EARLY in August 1588, a skirmish took place between the Spanish Armada and the English navy. This seemingly minor battle was, and still is, little recognised; but it changed the course of European history.
Vehemently opposed to the policies of Queen Elizabeth I and incensed by English raids on his treasure ships, King Philip II of Spain had determined to defeat Protestant England. But his strategy, a merging of two competing plans, was fatally flawed.
The navy had proposed a full-scale invasion by sea with a great Armada. The army's plan was for an invasion across the English Channel from the lowlands of Holland, where 30,000 Spanish soldiers were already fighting a war against English and Dutch Protestants.
Philip dithered. Then he merged the two plans into a flawed compromise. The Armada would sail up the English Channel and convey the army in barges from Holland; then together they would capture London.
Popular belief, then and now, is that the Armada was defeated by a combination of a superior English navy and divine intervention - in the form of "Gods wind". But the facts are a good deal more complex.
In late July 1588, the great Armada - a formidable crescent of 130 ships, carrying 26,000 soldiers and sailors - approached the English coast. Its admiral, the Duke of Medina Sidonia, sent messages to the army in Flanders that they were approaching and would arrive within a few days. But communications from Spain to the army had been slow to get through; the army had only recently learned of King Philip's plan. A message came back that the army wasn't ready to embark.
The Armada therefore had to find a safe, deep-water anchorage in the English Channel, where its ships could wait until the army was prepared for the great expedition. Blown by the south-west wind, they sailed slowly up the English Channel.

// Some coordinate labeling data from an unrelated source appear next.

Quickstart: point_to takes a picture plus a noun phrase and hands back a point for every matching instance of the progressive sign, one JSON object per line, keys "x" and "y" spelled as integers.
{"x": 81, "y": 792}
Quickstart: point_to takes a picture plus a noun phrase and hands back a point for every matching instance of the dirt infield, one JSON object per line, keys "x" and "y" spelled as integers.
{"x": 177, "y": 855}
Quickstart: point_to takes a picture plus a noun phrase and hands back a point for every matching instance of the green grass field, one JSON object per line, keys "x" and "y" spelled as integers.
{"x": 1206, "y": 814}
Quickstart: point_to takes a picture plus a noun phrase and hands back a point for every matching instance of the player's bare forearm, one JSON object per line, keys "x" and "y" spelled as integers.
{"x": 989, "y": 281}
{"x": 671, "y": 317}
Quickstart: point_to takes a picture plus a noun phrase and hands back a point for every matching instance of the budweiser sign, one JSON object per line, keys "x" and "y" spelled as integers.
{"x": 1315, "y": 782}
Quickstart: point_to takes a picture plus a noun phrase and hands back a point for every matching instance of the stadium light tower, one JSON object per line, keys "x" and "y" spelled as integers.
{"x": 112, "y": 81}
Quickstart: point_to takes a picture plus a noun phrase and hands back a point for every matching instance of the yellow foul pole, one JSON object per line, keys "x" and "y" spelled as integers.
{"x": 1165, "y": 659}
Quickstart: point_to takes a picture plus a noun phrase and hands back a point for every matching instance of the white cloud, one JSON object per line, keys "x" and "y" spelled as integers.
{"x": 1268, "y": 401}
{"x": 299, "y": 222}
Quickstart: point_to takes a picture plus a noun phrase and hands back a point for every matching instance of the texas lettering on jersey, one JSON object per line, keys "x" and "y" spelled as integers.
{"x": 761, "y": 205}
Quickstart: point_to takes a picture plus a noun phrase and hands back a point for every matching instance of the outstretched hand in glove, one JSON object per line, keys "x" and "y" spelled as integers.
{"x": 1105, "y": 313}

As they progressed, they were harassed by English warships led by Admiral Lord Howard and Sir Walter Raleigh. They were fewer than the Armada, but smaller and faster. Having opted to bypass Portsmouth, the only remaining option for the Spaniards was to put into the Solent, behind the Isle of Wight. On August 3rd and 4th, in light winds, this they tried to accomplish.
But the English knew what was afoot. In a series of skirmishes, using their local knowledge of the complex tidal streams around the Solent, they nudged the Spaniards towards a hidden and treacherous sandbank, the Owers. By the time the Armada's commanders realised the danger, their only way to escape was to move quickly into deeper water, bypassing the Solent, and sail back out into the English Channel. There was now no safe anchorage between them and the army in Holland. As events would later prove, this was the tipping point.
Some days later, the Armada was forced to anchor in open water off Gravelines, near Calais. Here they were a sitting target for Raleigh's fire-ships. These were released into the tide, to drift down on the Spaniards in the middle of the night.
Such was their terror of fire-ships that the Spaniards cut their anchor cables and fled. In the ensuing battle, the Armada was scattered and forced by the south-west wind out into the North Sea.
At this point the game was up. The army had now been left behind in Holland and the only way home for the Spaniards was to sail around the northern tip of Scotland and then south, down the west coast of Ireland. But their rudimentary maps didn't show the great peninsulas which thrust out from Ireland's west coast into the Atlantic. With no knowledge of longitude and driven onto this jagged coastline by westerly autumn gales, they found themselves caught on lee shores from which there was no escape. In the end only 67 ships and around 10,000 exhausted men made it back to Spain.
The weather which supposedly defeated the Armada - Queen Elizabeth called it "God's wind" - was in fact nothing more than the prevailing south-westerly, which blew the square-riggers of the Armada relentlessly up the English Channel and out into the North Sea. But as God's representative on earth, it suited Elizabeth to claim divine intervention as proof of her right to power.
The engagement at the entrance to the Solent was the crux of the Armada story. Far from being a major sea battle, like Trafalgar centuries later, it appears at first sight to have been little more than a series of skirmishes, with little damage suffered by either side. But by using computers to study the tidal conditions of that day, historians have shown that the English seamen knew exactly what they were doing. Their intimate knowledge of tidal streams around the Solent helped them to deny the Armada a safe anchorage in which it could wait for the Spanish army to be ready.
The English knowledge of their tides and their consequent tactics that day were the pivotal factors in the defeat of the Armada.